In the previous subsection we presented the estimates of the effect of the FMAP outlays on economic activity in 2009. We now turn to the effects beyond 2009, that is, using Specification 4, we subsequently consider the effect of the FMAP outlays on the change in economic activity (normalized by states’ 16-and-older populations) from 2008 to 2010, from 2008 to 2011, from 2008 to 2012 and so on. The estimates of these effects are presented in Fig. 1, in which the solid line is connecting the FMAP outlays coefficients and the dashed lines represent the 95% confidence interval.

Fig. 1
figure 1

Second-Stage FMAP outlays coefficients. Note: This figure shows the second stage FMAP normalized by 2008 population 16-and-older outlays coefficients, using Specification (4), where the dependent variable is change in GSP per capita 16-and-older between 2008 and the year indicated on the horizontal axis. The dashed lines represent the 95% confidence interval. Source: Own calculations using data from BEA (2012, 2013, 2014, 2015, 2016), BLS (2009a, b, 2010, 2011, 2012, 2013, 2014, 2015, 2016, 2017), Chodorow-Reich et al. (2012b)

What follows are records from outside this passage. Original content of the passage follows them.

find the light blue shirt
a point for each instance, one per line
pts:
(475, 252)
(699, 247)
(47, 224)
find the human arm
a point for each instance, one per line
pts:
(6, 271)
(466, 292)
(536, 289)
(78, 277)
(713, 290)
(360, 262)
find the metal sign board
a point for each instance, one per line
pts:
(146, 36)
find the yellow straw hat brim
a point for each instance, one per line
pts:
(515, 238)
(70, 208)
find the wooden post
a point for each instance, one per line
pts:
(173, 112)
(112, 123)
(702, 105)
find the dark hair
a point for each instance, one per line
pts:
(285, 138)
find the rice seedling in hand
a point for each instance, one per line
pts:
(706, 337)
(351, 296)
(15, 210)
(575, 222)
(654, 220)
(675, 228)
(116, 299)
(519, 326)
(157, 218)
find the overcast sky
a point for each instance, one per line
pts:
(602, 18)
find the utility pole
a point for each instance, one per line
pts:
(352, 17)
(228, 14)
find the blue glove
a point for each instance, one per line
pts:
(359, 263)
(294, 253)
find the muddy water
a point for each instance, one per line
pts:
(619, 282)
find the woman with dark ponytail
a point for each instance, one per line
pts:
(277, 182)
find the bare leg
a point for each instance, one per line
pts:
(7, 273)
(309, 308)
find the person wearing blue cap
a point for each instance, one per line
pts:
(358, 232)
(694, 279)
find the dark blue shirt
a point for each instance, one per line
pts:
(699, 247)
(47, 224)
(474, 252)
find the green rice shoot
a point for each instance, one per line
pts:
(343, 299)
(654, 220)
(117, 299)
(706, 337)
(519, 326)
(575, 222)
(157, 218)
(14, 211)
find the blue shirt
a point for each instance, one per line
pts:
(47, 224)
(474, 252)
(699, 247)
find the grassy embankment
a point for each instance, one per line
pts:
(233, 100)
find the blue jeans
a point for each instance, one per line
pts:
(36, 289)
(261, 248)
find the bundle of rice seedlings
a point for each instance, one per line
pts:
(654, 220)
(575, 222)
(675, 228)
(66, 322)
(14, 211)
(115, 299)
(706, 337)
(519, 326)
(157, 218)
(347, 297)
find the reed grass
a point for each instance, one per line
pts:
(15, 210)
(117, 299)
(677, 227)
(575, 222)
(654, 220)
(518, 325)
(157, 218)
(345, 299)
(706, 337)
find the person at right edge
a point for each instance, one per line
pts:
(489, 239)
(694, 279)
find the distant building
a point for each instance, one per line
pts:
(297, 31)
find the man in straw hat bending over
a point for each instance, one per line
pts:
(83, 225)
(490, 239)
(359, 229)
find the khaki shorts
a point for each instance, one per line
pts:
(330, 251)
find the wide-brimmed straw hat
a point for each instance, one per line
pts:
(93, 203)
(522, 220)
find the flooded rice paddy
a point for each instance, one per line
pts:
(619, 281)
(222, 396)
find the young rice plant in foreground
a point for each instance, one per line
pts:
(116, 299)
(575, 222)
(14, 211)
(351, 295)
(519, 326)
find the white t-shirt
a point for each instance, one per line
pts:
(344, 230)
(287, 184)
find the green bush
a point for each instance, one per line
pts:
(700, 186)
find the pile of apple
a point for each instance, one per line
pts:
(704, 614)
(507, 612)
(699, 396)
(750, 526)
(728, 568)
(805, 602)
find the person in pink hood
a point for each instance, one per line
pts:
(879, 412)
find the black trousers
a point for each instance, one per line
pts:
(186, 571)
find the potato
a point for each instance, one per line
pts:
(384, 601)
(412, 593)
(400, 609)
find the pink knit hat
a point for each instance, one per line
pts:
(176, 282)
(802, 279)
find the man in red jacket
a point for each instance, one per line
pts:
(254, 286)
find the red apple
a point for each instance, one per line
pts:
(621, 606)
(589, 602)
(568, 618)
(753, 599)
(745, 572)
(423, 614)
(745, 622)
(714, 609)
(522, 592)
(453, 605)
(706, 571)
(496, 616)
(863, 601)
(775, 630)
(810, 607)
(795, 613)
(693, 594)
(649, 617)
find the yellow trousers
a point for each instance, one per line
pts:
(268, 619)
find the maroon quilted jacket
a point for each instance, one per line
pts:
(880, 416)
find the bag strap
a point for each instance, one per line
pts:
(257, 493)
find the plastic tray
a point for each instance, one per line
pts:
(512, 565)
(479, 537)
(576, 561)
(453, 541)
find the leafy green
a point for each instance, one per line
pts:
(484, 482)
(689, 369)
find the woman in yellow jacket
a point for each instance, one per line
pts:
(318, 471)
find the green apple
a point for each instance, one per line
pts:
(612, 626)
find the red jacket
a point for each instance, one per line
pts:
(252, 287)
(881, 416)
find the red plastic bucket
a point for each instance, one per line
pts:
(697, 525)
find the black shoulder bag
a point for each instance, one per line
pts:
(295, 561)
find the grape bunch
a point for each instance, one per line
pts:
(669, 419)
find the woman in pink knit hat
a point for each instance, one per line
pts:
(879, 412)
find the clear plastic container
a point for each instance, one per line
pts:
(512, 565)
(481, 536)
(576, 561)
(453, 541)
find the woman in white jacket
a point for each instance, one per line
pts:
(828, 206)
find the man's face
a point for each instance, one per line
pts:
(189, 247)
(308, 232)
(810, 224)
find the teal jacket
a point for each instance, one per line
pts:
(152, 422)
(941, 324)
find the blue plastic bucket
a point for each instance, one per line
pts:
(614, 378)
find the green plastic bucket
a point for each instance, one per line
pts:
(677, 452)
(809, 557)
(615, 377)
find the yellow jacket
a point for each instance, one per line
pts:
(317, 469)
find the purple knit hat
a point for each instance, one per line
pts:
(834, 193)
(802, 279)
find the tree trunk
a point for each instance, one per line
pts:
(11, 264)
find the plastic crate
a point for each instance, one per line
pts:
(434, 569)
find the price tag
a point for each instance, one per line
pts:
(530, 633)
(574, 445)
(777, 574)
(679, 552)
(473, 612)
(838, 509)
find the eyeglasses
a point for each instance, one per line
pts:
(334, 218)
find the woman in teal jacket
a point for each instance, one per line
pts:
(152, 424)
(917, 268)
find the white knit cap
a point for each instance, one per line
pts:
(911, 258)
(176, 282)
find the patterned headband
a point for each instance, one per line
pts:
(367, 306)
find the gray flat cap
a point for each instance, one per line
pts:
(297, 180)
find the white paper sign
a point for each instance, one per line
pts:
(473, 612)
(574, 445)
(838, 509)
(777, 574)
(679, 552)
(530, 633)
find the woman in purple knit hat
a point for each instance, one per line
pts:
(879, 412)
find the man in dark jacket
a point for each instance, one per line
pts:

Figure 1 shows that the positive effect of the stimulus remained statistically significant until 2012, that is, long into the first term of Barack Obama. Moreover, the estimated positive effects are increasing until 2012. Interestingly, however, not only the statistical significance, but also the positive trend of the positive effects of the stimulus changes after 2012. Firstly, it indicates that, for efficiency reasons, it is important to consider a short time period when estimating the effects of a policy measure (in this case the effects in 2009), as disturbances accumulate over time, making the estimates less precise. Secondly, it may indicate that the positive effect of FMAP outlays on economic activity at the start of the Obama presidency did not last longer than his second term as a president of the U.S.

Economic Growth

So far, following Chodorow-Reich et al. (2012a), we analyzed the effects of FMAP outlays, normalized by states’ 16-and-older population, on the changes in GSP, again normalized by states’ 16-and-older population. In this subsection we change the dependent variable into economic growth to provide further evidence that the ARRA worked as an economic stimulus. The estimation results are reported as Specification (6) in Table 3.

The estimation of the effect of the FMAP outlays on GSP growth is again precise with a p-value (not reported in the table) equal to 0.0077. The estimated coefficient indicates that an increase of 1 in FMAP outlays normalized by states’ 16-and-older population, led to a 2.27% increase of GSP growth in 2009, a result that shows that the state fiscal relief in the form of FMAP outlays met ARRA’s purpose to “promote economic recovery”.

Conclusion

Chodorow-Reich et al. (2012a) note that the countercyclical efficacy of intergovernmental transfers are questionable since states could simply use the money to “bolster their rainy day funds”, which would have no immediate impact on employment or GSP growth. They find, however, a positive effect of state fiscal relief on employment figures. We extended this analysis by taking GSP growth into consideration and show that the ARRA also has a significant influence on GSP. States can use additional transfers to prevent tax increases and budget cuts, saving jobs and avoiding further GSP contraction, without the delays usually accompanying public expenditure programs. Thus, our results further strengthen by Chodorow-Reich et al. (2012a) that countercyclical intergovernmental transfers can be a quick and cost effective way of alleviating the negative effects of economic downturns.